Ensuite ? Les pâtes (en filaments de pommes de terre façon vermicelles) et les œufs en hommage au seul plat que savait faire son grand-père, puis la truite de M. Petit de la pisciculture du Pont Royal à Chamousset, travaillée comme une bagna cauda, avec son huile d’olive de Sardaigne. Et encore l’omble chevalier de M. Murgat, avec ses « cocos di bianco di coni », du Piémont, leur réduction de jus d’arêtes et estragon.

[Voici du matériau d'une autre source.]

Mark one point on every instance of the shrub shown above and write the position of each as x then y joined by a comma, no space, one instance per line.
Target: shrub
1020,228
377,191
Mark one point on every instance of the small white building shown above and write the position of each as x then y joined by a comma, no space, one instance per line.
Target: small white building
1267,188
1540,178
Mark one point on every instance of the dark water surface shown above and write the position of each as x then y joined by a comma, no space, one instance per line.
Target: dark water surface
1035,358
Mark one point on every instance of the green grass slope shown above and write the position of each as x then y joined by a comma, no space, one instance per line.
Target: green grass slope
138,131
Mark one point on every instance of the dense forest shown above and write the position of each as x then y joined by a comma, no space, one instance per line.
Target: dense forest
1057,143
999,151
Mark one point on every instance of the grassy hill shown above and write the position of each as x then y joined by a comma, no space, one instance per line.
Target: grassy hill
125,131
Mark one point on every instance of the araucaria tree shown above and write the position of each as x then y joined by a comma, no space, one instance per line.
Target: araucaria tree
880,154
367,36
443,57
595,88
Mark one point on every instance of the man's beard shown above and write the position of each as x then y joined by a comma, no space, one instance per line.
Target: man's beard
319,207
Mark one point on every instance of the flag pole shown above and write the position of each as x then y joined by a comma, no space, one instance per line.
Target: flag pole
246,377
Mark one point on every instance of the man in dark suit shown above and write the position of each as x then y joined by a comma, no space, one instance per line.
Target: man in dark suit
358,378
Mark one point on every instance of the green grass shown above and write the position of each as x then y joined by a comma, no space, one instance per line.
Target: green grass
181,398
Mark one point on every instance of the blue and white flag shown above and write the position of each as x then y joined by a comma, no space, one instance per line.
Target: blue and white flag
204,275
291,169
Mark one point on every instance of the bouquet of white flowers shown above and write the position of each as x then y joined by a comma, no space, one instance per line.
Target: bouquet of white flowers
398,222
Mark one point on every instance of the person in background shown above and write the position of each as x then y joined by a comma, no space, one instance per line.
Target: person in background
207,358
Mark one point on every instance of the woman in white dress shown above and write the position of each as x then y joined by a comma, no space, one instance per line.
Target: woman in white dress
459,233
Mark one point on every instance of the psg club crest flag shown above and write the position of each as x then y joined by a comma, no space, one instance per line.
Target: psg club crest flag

On loue encore l’endive de M. Tréboux à Lugrin cultivée à fleur de léman, cuisinée et servie en brioche, avec pomelo et beurre jaune au safran des Huretières en Maurienne. Cette cuisine si joliment sourcée, légère, fraîche, sapide, on sent bien qu’elle vient de loin, raconte une histoire et parle au coeur, comme ce biscuit de Savoie imbibé au lait d’alpage et sa traditionnelle truffe en chocolat Venchi du Piémont, son sorbet au bourgeon de sapin, qui nie si joliment les frontières.
On boit là dessus le blanc de Savoie du domaine de Chevillard, issu du cépage jacquère et l’on loue cette manière, douce, franche, élaborée avec franchise, sincérité et générosité.